# General Terms and First Regression Example

## General Terms

a. Define Knowledge Discovery in Databases!

b. What is the difference between data mining and knowledge discovery (based on the definitions used in the lecture slides)?

c. List four typical tasks in the context of the Modeling phase in CRISP-DM and briefly describe them based on a quick web search!

d. List and shortly explain the three properties of data with which [De Mauro et al. 2016] defines Big Data!

### CRISP-DM

a. List the six phases of the CRISP-DM model and describe them in bullet points!

b. How is the Data Preparation phase linked to the other phases conceptually?

c. What happens in the Evaluation phase?

## Regression: House Prices

In this set of exercises, we will work on a task that aims to predict housing prices from variables describing homes.
The task is based on a [Kaggle Competition](https://www.kaggle.com/competitions/house-prices-advanced-regression-techniques). 
Here is a more detailed description of the task:

> Ask a home buyer to describe their dream house, and they probably won't begin with the height of the basement ceiling or the proximity to an east-west railroad. But this playground competition's dataset proves that much more influences price negotiations than the number of bedrooms or a white-picket fence.
>
> With 79 explanatory variables describing (almost) every aspect of residential homes in Ames, Iowa, this competition challenges you to predict the final price of each home.

A [detailed description of the data](https://www.kaggle.com/competitions/house-prices-advanced-regression-techniques/data) can be found on [Kaggle](https://www.kaggle.com/). Additional information is included in the file `exercise_02_data_description.txt`, which you can find in the StudIP course material together with the dataset in `exercise_02_train.csv`.

a. Take a look at `exercise_02_data_description.txt`! Which data property of Big Data does this indicate?

b. Now also skim the dataset in `exercise_02_train.csv`! Do you conclude that the task of predicting housing prices can be considered Big Data?

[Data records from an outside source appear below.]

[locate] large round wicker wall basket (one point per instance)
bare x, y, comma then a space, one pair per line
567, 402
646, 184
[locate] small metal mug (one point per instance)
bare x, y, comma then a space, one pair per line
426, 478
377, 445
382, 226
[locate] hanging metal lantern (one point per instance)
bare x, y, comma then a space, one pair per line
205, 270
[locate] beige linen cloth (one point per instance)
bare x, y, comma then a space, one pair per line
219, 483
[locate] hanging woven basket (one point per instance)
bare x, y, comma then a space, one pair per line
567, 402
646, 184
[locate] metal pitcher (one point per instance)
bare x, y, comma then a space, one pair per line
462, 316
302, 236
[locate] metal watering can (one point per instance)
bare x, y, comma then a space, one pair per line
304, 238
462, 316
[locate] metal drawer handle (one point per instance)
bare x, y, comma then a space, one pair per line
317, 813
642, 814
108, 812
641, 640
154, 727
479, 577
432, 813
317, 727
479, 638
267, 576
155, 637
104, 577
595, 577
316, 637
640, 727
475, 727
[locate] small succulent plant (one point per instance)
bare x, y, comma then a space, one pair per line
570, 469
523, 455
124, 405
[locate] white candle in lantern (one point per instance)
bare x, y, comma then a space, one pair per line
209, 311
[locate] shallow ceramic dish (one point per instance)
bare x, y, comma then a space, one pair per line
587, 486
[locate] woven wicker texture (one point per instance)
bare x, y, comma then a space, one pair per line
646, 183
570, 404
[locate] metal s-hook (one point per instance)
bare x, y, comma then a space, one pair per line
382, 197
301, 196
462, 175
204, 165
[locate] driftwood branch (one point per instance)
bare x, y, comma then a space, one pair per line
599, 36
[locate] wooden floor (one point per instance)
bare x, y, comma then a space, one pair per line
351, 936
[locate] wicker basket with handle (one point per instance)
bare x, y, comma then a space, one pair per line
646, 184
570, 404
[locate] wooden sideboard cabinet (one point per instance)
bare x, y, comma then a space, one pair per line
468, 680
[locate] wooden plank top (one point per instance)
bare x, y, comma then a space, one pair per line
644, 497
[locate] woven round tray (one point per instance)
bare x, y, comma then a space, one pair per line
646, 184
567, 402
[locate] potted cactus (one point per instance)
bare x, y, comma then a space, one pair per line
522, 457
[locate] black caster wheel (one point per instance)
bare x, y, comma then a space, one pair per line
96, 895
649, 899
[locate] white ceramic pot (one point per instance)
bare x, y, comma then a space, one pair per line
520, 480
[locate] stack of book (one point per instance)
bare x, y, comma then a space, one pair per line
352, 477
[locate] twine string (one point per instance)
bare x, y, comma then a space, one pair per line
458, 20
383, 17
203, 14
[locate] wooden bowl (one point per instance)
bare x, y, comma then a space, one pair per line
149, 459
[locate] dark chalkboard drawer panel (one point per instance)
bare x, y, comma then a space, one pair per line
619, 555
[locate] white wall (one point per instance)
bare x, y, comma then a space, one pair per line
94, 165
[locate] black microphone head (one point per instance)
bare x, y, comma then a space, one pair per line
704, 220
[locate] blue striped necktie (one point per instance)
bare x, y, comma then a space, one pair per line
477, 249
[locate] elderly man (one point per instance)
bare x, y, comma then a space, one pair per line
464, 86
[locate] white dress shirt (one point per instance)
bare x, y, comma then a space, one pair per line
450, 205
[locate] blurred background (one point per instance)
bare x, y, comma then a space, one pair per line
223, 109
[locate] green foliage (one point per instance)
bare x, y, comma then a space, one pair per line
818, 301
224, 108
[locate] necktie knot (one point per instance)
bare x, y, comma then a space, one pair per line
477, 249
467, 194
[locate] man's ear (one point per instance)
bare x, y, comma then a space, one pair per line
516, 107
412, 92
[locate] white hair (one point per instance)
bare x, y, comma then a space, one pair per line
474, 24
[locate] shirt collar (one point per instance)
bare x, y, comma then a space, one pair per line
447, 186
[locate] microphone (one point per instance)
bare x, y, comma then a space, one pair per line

### A minimal Data Science workflow

Suppose you have tried to solve the above problem of predicting housing prices from features of houses, but you didn't finish.
The project was on hold for a couple of weeks, but now you are trying to reapproach it.
The following code is what you have so far.

Let's first try to understand the code in its current state.
Afterwards we can figure out how to continue.

1. Read through the code in the next cell and briefly answer the following questions to make sure you understand what is going on!
   1. What are `X` and `y`?
   2. What is stored in `numeric_variables`?
   3. What is the shape of a `pandas.DataFrame`? (e.g. line `19`)
   4. What are "NAs"? (Hint: You may look up the documentation of `pandas.DataFrame.isna`.)
   5. What is stored in `n_na`? (Hint: This one may be more tricky than it looks at first glance. Have a look at line `23`!)
   6. What do the Python expressions do that are written in curly braces in some strings? (Hint: There is an `f` in front of those strings. Weird `f-strings`...)
   7. What does the "list comprehension" in line `36` do?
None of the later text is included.